# What is soft PVC?



## cakerookie (Sep 10, 2005)

You know I should really know what this is since I do so much sugar work and I have read references to it in books but just what is it and where do you get it? Is it a molding material? Any help?

Rgds Rook


----------



## aprilb (Feb 4, 2006)

http://www.hudsonextrusions.com/food...nyl_tubing.htm

Soft PVC is essentially PVC pipe that has an added softener. It's used primarily for hoses, aquariums and the like, where flexibility is imperative.

The softener can be a variety of chemicals, but some aren't recommended for food use because of suspected connections with a few problems (like low sperm count?)

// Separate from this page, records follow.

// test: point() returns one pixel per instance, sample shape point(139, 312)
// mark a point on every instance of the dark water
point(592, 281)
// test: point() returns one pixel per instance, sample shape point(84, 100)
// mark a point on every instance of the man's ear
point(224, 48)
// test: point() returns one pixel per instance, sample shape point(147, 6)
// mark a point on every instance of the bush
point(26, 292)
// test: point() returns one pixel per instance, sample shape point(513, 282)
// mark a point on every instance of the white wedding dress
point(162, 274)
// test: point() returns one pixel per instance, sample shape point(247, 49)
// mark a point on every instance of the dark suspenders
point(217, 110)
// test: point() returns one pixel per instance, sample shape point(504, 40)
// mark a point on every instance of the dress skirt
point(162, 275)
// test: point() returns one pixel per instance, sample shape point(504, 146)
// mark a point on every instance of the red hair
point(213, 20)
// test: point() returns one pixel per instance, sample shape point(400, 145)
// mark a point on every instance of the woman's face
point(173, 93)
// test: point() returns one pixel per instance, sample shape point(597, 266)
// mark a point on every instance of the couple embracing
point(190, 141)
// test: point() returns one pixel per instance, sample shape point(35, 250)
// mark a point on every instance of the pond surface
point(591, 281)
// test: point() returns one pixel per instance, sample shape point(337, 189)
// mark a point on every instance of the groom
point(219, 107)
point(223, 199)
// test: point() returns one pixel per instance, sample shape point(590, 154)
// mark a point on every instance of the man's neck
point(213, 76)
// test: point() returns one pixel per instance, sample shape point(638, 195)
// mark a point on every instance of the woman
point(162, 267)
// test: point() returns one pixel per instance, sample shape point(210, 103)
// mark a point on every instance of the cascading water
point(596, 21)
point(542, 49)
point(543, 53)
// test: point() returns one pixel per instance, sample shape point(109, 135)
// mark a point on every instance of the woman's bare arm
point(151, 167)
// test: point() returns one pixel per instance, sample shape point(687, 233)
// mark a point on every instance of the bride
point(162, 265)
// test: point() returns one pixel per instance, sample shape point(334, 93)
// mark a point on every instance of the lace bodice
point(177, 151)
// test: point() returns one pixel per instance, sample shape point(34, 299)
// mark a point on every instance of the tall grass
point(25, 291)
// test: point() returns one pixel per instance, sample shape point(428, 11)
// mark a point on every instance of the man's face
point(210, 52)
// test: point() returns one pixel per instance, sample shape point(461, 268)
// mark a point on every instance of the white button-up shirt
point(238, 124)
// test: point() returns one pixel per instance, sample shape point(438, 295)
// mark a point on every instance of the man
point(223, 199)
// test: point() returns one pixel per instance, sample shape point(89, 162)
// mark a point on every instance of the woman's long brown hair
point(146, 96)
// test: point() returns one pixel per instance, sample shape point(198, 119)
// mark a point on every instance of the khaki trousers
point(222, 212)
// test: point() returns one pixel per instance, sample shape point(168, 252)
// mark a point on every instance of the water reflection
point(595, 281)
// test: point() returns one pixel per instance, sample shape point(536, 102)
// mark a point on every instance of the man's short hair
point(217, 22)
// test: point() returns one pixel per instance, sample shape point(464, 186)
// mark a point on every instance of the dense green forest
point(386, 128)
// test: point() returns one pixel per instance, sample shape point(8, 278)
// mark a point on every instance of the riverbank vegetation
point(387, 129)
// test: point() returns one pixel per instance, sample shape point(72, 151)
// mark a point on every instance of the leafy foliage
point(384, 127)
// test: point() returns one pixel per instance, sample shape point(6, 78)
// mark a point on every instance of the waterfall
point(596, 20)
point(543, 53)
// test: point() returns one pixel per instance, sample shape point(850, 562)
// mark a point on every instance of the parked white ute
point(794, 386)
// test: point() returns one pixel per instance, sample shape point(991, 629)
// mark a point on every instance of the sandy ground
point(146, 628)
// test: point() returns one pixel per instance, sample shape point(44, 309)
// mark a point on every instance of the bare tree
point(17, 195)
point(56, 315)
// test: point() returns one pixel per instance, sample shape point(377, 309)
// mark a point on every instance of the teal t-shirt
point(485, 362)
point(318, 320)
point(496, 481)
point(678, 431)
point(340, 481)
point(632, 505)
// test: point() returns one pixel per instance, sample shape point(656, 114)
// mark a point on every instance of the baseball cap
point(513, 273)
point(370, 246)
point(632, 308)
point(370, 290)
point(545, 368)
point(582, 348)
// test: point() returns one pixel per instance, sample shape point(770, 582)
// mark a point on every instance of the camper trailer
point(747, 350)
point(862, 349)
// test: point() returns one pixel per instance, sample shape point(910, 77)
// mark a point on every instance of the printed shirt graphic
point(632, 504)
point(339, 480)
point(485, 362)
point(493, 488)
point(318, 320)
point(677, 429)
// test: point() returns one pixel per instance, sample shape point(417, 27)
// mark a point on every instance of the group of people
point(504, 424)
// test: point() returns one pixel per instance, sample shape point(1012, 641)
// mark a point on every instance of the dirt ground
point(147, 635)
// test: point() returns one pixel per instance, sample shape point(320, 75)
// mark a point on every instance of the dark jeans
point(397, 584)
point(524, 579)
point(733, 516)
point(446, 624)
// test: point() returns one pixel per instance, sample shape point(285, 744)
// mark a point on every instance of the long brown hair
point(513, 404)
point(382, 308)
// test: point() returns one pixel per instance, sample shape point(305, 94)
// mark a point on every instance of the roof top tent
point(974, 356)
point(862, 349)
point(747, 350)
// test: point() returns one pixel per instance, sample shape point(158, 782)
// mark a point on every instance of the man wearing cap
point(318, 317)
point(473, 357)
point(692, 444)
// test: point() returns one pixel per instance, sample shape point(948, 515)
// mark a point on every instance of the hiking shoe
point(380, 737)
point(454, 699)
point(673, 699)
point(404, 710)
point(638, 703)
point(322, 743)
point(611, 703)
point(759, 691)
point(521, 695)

Not that I suspect anyone is going to chew on your displays or even that much sugar all at once.

April


----------



## cakerookie (Sep 10, 2005)

So basically fish bowl tubing. I am deathly afraid that weak looking stuff is not going to hold up agianst the heat of hot sugar. I do not see anything that it could be used for in sugar work other than extra tubing for your bulb pump.

Rgds Rook


----------



## deltadoc (Aug 15, 2004)

PVC stands for Poly Vinyl Chloride. It is a hard plastic. They add something called plasticizers, generally phthalates, to the PVC to make it soft and pliable.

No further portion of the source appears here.